With both financial security and distance from the prying gaze of high society, Edith also came to grips with her dissatisfaction with a loveless marriage, to a man who had never been able to keep up with her. (While this wasn’t the first time she’d intellectually outdistanced a man—her first engagement, in 1882, was broken off because of “an alleged preponderance of intellectuality on the part of the intended bride”—Teddy’s struggle with mental illness presented an additional obstacle. It didn’t help that he “borrowed” $50,000 from her trust fund in 1909 to set himself and his mistress up in a Boston apartment.) And in 1907, she pursued romantic passion for the first time and, at age forty-five, initiated an affair with journalist Morton Fullerton. (She divorced Teddy in 1913.)
Although Edith Wharton as an author is rarely mentioned in the same breath as the word feminism, The Mount was, in many ways, Wharton’s feminist manifesto—equal parts technical and financial achievement, personal statement, and sanctuary where she slipped away from a repressive society to embark on a more authentic life. “It was only at the Mount that I was really happy,” she wrote in A Backward Glance, her 1934 memoir. Even after she left The Mount, she continued to flourish, writing up until her death, at age 75, in 1937.

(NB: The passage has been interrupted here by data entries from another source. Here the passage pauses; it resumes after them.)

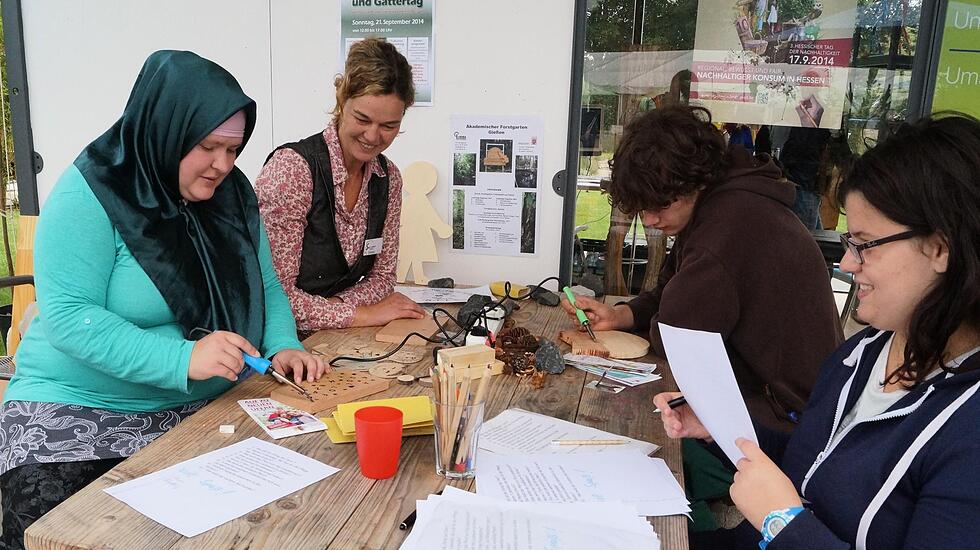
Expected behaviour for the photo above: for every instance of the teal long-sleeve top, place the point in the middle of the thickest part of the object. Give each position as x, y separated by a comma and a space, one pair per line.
104, 337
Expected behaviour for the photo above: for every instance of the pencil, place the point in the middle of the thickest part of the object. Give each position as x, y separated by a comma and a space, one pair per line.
674, 403
589, 441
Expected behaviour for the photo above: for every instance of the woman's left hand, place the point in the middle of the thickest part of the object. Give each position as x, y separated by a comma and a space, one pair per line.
299, 362
760, 486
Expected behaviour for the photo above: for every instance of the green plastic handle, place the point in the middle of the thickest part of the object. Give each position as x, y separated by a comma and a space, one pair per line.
578, 312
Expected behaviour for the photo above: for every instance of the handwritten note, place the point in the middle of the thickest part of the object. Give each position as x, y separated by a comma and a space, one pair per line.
425, 295
204, 492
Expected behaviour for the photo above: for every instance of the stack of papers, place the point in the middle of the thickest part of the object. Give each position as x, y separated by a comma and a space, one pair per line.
629, 477
193, 496
519, 432
417, 417
629, 373
280, 420
459, 520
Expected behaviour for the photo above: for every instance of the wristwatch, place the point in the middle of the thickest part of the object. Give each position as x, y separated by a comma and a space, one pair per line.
775, 522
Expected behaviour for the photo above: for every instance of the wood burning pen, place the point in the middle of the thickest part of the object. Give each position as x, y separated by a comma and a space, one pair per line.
582, 318
262, 365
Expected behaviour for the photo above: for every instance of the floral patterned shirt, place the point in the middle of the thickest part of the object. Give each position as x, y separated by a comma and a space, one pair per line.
285, 192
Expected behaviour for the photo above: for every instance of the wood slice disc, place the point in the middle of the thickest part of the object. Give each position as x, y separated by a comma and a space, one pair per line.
386, 370
611, 343
623, 345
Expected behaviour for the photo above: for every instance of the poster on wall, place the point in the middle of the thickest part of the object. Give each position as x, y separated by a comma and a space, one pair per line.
495, 177
958, 76
407, 24
780, 62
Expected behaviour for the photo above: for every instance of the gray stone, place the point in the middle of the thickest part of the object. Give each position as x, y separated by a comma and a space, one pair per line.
548, 358
445, 282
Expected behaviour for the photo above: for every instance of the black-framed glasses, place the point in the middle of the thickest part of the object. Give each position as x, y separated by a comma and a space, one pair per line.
857, 249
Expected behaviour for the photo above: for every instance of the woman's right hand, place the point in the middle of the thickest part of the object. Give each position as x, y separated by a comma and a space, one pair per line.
680, 422
219, 354
601, 316
395, 306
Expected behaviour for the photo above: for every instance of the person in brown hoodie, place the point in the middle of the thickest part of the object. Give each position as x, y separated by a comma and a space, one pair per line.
742, 263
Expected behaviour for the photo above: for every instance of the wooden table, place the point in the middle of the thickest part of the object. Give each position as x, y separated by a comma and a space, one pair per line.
346, 510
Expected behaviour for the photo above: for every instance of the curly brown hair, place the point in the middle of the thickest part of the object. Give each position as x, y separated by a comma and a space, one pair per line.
374, 67
666, 154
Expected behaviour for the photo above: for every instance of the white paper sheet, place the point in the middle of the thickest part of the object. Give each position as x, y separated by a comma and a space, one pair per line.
206, 491
629, 477
519, 432
596, 365
703, 373
425, 295
459, 520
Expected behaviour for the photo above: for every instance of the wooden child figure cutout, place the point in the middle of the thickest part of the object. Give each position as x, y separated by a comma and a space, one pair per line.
419, 220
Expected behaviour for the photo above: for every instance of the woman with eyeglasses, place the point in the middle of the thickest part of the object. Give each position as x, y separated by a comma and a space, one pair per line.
332, 202
887, 450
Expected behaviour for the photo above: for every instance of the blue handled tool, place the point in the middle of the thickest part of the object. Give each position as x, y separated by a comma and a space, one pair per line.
582, 318
262, 365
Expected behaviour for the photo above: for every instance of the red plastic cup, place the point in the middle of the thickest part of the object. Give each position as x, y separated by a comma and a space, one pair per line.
379, 440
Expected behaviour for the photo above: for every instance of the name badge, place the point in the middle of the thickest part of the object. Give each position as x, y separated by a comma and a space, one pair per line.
372, 247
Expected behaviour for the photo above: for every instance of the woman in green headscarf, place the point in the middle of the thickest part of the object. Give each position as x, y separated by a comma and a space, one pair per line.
154, 276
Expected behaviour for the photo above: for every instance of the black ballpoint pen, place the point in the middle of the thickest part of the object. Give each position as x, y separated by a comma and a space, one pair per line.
409, 520
675, 402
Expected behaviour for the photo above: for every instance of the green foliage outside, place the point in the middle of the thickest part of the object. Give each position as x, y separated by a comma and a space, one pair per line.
464, 169
794, 9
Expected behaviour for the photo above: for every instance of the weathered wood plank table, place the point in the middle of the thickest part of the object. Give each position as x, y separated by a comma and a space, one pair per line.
347, 510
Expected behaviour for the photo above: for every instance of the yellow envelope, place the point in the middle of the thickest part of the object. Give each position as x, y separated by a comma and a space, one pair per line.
337, 436
416, 410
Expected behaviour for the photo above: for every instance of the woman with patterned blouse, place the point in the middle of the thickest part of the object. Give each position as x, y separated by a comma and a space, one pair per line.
332, 202
154, 276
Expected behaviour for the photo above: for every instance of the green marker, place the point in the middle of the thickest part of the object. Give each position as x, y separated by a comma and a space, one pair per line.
579, 313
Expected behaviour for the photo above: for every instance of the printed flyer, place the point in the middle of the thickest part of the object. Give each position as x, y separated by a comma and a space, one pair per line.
279, 420
407, 24
781, 62
495, 184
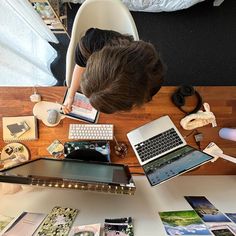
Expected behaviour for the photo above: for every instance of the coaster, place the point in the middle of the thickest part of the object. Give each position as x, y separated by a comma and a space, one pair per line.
13, 154
41, 109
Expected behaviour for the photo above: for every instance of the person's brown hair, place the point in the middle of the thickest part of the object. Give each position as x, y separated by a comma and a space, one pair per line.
119, 77
116, 38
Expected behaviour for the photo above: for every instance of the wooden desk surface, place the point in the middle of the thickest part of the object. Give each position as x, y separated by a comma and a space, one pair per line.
14, 101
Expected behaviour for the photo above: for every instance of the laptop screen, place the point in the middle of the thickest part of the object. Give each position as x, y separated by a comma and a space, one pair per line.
174, 163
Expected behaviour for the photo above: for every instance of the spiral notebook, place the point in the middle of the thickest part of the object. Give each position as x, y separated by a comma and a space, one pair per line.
19, 128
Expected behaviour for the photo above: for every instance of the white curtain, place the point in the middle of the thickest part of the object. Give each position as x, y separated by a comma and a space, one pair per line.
25, 54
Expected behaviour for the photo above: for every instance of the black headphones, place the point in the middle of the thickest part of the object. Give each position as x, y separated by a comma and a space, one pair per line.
178, 98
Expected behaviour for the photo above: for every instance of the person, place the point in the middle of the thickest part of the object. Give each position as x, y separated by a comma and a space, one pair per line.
114, 72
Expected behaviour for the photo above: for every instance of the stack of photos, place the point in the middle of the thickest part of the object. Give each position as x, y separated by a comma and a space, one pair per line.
183, 223
206, 210
204, 219
119, 226
218, 222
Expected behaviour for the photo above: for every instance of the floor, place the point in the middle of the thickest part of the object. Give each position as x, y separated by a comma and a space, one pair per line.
196, 44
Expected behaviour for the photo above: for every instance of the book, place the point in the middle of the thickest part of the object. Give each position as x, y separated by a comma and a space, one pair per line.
19, 128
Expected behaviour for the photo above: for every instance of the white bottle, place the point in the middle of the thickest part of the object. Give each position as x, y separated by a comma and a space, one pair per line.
228, 133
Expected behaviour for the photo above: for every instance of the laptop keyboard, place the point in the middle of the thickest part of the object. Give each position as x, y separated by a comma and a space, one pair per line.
158, 144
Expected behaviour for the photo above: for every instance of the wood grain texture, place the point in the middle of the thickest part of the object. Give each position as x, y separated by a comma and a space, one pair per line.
14, 101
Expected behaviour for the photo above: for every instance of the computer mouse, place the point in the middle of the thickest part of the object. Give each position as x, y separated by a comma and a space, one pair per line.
52, 116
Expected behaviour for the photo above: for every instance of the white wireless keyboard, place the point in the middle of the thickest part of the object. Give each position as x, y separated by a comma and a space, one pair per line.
91, 131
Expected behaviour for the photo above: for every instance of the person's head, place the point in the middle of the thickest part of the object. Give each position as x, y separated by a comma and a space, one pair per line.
122, 76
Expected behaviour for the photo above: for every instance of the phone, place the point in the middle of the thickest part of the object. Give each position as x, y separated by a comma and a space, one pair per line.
82, 109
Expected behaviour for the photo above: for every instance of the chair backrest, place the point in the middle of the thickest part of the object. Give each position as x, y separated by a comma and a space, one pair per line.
103, 14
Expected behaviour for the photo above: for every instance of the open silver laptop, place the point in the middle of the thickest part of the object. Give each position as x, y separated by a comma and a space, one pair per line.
162, 151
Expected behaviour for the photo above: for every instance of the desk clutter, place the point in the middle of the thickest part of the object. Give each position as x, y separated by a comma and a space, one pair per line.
62, 221
19, 128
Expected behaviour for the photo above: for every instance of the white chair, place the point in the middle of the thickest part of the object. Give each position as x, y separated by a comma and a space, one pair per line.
103, 14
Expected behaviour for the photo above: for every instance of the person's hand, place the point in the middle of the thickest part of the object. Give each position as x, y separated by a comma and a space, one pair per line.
67, 105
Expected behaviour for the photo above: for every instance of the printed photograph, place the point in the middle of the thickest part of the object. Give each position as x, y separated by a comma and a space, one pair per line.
58, 221
206, 210
231, 216
85, 230
183, 223
222, 231
119, 226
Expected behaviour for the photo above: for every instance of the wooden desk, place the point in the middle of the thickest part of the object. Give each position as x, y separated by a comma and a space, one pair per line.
14, 101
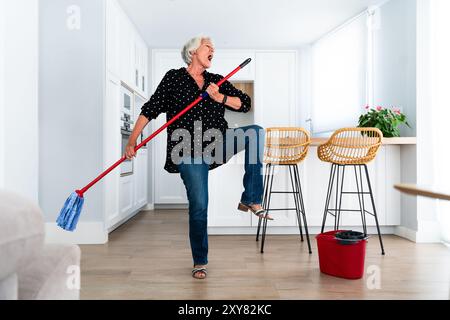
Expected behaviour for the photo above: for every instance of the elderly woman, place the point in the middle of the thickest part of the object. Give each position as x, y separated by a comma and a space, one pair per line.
178, 88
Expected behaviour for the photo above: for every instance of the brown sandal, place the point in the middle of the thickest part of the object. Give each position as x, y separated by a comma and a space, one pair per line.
261, 213
197, 270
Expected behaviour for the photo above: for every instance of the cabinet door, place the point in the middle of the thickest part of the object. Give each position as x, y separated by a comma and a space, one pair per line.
112, 149
126, 41
169, 188
140, 175
126, 195
225, 190
276, 89
144, 70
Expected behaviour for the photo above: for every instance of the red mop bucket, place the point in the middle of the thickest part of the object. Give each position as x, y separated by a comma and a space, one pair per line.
341, 258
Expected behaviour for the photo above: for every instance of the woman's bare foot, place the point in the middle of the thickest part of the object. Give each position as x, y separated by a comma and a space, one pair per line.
199, 271
257, 207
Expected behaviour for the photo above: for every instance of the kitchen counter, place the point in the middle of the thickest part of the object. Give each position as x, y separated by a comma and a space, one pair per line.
385, 172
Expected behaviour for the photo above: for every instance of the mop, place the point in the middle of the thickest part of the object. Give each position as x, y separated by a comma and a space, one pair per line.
70, 212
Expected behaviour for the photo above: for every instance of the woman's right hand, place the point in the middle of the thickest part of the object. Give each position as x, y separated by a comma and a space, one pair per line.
129, 150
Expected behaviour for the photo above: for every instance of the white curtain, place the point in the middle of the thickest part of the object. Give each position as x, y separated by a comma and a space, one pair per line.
339, 72
440, 106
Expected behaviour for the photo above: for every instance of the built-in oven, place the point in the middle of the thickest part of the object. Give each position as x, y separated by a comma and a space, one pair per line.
127, 101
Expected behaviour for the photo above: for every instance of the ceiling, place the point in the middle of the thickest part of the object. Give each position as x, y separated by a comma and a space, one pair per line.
255, 24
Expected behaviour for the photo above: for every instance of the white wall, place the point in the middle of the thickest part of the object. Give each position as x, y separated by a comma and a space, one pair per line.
395, 85
19, 97
71, 87
395, 59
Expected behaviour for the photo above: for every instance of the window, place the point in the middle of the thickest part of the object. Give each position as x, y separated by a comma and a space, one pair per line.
340, 86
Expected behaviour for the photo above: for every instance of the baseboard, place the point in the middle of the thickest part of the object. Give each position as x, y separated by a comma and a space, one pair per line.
149, 207
406, 233
85, 233
287, 230
171, 206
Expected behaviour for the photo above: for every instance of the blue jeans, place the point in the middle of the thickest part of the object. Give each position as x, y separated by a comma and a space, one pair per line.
195, 178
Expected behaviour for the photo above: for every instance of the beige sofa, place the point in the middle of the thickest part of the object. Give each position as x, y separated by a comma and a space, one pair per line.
29, 268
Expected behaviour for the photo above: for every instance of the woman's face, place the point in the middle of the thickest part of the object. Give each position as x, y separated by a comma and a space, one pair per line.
204, 54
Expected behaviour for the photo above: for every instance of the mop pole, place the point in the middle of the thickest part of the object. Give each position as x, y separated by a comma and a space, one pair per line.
154, 134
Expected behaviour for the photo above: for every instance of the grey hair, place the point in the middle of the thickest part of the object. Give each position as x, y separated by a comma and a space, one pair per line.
190, 46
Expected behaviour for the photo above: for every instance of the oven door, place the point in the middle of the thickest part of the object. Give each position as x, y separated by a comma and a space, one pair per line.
126, 168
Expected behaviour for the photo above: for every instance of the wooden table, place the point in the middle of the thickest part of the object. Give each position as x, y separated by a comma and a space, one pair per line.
422, 191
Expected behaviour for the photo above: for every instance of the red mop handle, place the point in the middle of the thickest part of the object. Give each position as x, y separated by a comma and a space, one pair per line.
154, 134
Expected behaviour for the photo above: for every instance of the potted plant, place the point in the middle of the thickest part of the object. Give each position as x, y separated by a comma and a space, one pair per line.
387, 120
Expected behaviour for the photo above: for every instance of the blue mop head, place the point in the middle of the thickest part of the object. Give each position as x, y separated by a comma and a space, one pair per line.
68, 217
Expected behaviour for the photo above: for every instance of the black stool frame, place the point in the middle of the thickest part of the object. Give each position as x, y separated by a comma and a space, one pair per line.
335, 175
298, 200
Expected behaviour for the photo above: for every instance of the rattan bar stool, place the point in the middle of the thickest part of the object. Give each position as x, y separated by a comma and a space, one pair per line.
284, 147
350, 147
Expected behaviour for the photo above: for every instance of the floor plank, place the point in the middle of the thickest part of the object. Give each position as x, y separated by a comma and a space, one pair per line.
149, 258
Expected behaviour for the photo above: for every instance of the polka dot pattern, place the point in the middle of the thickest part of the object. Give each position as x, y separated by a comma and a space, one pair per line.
175, 92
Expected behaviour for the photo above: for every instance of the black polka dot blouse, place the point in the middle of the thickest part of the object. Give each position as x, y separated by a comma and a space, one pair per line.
175, 92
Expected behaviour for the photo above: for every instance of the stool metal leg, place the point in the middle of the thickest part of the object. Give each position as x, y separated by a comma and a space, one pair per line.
302, 205
337, 198
338, 212
265, 184
329, 191
268, 207
374, 210
296, 199
360, 186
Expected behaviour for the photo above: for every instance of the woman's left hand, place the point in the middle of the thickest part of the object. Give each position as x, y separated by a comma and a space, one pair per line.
213, 91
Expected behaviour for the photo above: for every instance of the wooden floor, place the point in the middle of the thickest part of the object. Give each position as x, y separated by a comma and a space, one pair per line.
150, 258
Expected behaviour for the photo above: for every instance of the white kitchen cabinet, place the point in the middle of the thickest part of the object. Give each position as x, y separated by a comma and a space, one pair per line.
140, 178
112, 149
141, 66
276, 88
226, 61
126, 66
127, 48
113, 33
126, 195
384, 172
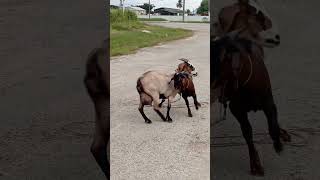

As I lingered in the brick-walled forecourt of The Mount, a sense of grief rushed through me. In 1911, Edith Wharton, in the midst of her dissolving marriage, mourning the end of an affair with the man she loved, and fearful of looming financial difficulties, stood, possibly in the same spot, gazing at her cherished home for the last time. She would sell The Mount and move permanently to France. But then I remembered what she’d achieved here, and that even though she considered the Lenox home one of the great happy places of her life, she was ready to leave the woman she’d been behind and step into yet another chapter—and this time, she was calling the shots.